Jackson: Timeline. I think the individual moves — workflow proof, domain expertise plus AI fluency — are still the right plays. But… the structural current is moving against people faster than individual action can fully compensate for. At least in the short run. I think. And there’s one more thing from my notes I — I want to say out loud. For the AI hiring analysis, I tried to access the LinkedIn talent blog data. Four-oh-four. The WEF Future of Jobs report. Four-oh-four. An HBR piece on labor dynamics. Gone. I made the thesis work with what I could reach. But there’s data I couldn’t access, which means there are angles I may have missed or underweighted. The column doesn’t acknowledge that. It probably should.

Olivia: My from-the-notes — it connects to the survivor syndrome we discussed. I cut the Brockner research from the article because… it would have made the Clinic feel more like a psychology paper than a practical guide. I’ve been second-guessing that. The three-move framework I gave Raj is sound. But it requires psychological groundedness to execute — and survivor guilt specifically erodes groundedness. I wrote a practical guide for someone who may not, in that moment, have the internal stability to use it.

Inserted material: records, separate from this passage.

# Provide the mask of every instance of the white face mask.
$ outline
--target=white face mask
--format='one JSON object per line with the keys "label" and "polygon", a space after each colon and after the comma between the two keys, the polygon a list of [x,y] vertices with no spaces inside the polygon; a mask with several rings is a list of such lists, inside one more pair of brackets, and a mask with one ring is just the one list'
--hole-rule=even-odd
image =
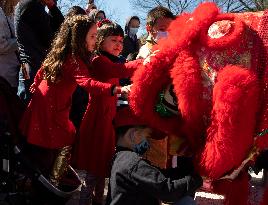
{"label": "white face mask", "polygon": [[138,33],[138,30],[139,30],[139,28],[130,27],[129,28],[129,35],[135,36]]}
{"label": "white face mask", "polygon": [[158,31],[156,34],[155,41],[159,41],[162,38],[167,38],[168,37],[168,32],[167,31]]}

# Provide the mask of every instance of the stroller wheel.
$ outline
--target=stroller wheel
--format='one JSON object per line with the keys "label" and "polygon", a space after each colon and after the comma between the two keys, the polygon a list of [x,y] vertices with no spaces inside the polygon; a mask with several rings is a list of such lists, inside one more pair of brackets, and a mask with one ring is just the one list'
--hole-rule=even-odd
{"label": "stroller wheel", "polygon": [[60,205],[65,204],[74,194],[81,190],[82,181],[76,171],[69,166],[68,174],[61,180],[58,187],[54,186],[42,174],[33,183],[33,186],[37,195],[35,200],[39,200],[38,204]]}

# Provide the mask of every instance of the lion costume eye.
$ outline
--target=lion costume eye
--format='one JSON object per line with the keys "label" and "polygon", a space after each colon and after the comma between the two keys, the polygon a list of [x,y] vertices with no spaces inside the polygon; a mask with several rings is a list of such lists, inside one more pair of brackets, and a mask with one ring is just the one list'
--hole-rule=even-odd
{"label": "lion costume eye", "polygon": [[174,86],[169,84],[162,92],[159,93],[159,100],[155,106],[156,112],[161,117],[170,117],[178,115],[178,100],[173,91]]}
{"label": "lion costume eye", "polygon": [[222,20],[214,22],[208,29],[208,36],[213,39],[228,35],[233,29],[234,22]]}

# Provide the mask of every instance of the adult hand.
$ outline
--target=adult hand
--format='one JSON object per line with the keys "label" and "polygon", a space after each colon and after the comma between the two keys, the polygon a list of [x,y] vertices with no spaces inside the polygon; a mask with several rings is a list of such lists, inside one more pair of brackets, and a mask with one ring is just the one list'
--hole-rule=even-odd
{"label": "adult hand", "polygon": [[126,85],[126,86],[121,88],[121,97],[123,97],[124,99],[128,98],[128,95],[131,91],[131,86],[132,85]]}
{"label": "adult hand", "polygon": [[146,65],[147,63],[151,62],[151,58],[156,56],[156,54],[159,52],[160,50],[155,50],[151,55],[149,55],[147,58],[144,59],[143,61],[143,65]]}
{"label": "adult hand", "polygon": [[121,88],[121,93],[129,93],[131,91],[131,85],[126,85],[124,87]]}

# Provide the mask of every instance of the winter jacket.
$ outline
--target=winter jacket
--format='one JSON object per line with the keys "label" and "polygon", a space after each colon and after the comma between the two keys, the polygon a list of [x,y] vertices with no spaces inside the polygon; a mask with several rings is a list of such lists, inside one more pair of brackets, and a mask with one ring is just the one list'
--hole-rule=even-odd
{"label": "winter jacket", "polygon": [[136,59],[137,54],[139,53],[140,49],[140,41],[137,38],[137,35],[130,37],[129,35],[129,23],[131,19],[130,17],[125,25],[125,36],[123,41],[123,50],[122,50],[122,56],[124,56],[127,60],[134,60]]}
{"label": "winter jacket", "polygon": [[14,19],[13,16],[6,17],[1,7],[0,28],[0,76],[5,78],[12,87],[17,87],[19,61],[15,54],[18,46],[15,38]]}
{"label": "winter jacket", "polygon": [[118,149],[106,205],[159,205],[160,200],[176,202],[202,185],[202,178],[197,174],[170,177],[132,150]]}
{"label": "winter jacket", "polygon": [[38,0],[22,0],[15,8],[15,31],[20,59],[29,63],[34,74],[40,68],[55,32],[64,17],[57,6],[46,12]]}
{"label": "winter jacket", "polygon": [[[102,53],[93,59],[90,74],[93,79],[119,85],[119,78],[132,76],[142,61],[115,63],[115,56]],[[117,60],[119,60],[117,58]],[[79,143],[75,163],[90,174],[106,177],[115,150],[113,119],[117,96],[90,93],[87,110],[79,130]]]}
{"label": "winter jacket", "polygon": [[91,79],[86,64],[79,58],[76,62],[73,57],[67,57],[57,83],[44,80],[43,69],[39,69],[34,79],[38,88],[20,123],[22,134],[30,144],[50,149],[72,145],[75,127],[69,120],[69,113],[77,85],[92,95],[111,95],[111,84]]}

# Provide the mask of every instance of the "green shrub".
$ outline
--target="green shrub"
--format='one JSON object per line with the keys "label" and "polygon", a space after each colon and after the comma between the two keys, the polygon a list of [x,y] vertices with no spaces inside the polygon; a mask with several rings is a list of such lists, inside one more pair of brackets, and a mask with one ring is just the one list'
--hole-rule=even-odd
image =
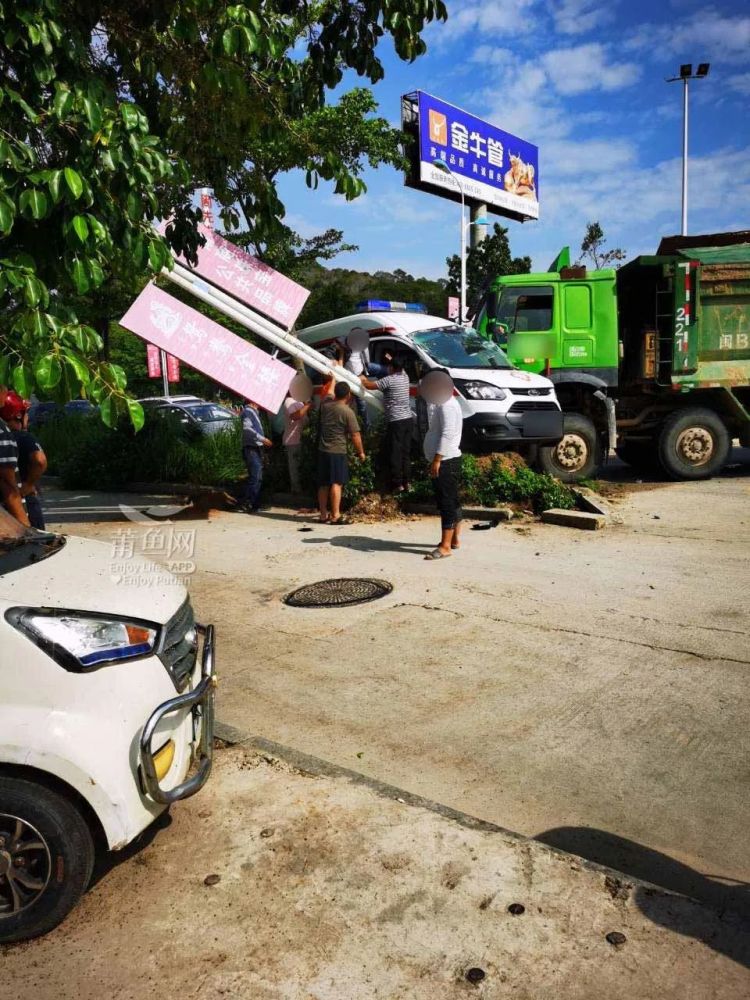
{"label": "green shrub", "polygon": [[[415,463],[414,471],[409,499],[431,500],[434,494],[427,463]],[[557,479],[534,472],[526,465],[512,465],[497,456],[487,460],[464,455],[461,479],[461,499],[467,504],[497,507],[501,503],[520,503],[537,513],[549,507],[569,510],[575,506],[572,490]]]}

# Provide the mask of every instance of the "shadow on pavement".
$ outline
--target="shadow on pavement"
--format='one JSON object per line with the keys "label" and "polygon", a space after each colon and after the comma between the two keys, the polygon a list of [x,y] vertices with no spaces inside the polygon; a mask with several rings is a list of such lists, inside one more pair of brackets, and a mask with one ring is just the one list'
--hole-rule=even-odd
{"label": "shadow on pavement", "polygon": [[[737,479],[750,476],[750,448],[733,448],[729,454],[726,465],[722,468],[714,479]],[[660,472],[636,469],[627,465],[622,459],[611,455],[596,478],[605,483],[649,483],[654,485],[669,486],[675,480],[669,479]]]}
{"label": "shadow on pavement", "polygon": [[644,847],[634,840],[618,837],[606,830],[585,826],[561,826],[545,830],[534,838],[549,847],[576,854],[596,864],[644,882],[698,900],[718,911],[727,922],[728,933],[721,941],[706,940],[701,930],[700,913],[679,906],[670,906],[645,886],[635,889],[634,899],[650,920],[678,934],[695,937],[728,955],[735,962],[750,967],[750,885],[712,877],[676,861],[667,854]]}
{"label": "shadow on pavement", "polygon": [[435,548],[434,542],[395,542],[387,538],[367,538],[366,535],[335,535],[332,538],[305,538],[307,545],[322,541],[337,548],[356,549],[358,552],[412,552],[423,556]]}

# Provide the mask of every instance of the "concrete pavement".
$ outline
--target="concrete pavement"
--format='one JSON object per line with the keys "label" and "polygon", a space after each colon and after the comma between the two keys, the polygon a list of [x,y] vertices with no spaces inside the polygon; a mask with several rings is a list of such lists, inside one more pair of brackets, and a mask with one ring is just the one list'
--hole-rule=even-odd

Jackson: What would you have added?

Olivia: Named the guilt earlier. Not just “the gratitude trap is a framing problem” — but: survivor guilt is a documented psychological state, a predictable response to what you’ve been through, and it will make pushing back feel disloyal. That feeling is not a moral signal. It is a reaction to a structural event. The honest version of clinical advice includes why the advice is hard to take. And I, um — I over-optimized for agency and under-acknowledged the real constraints on it.

Jackson: The three moves are exactly right. I’d want to know they came with that acknowledgment attached.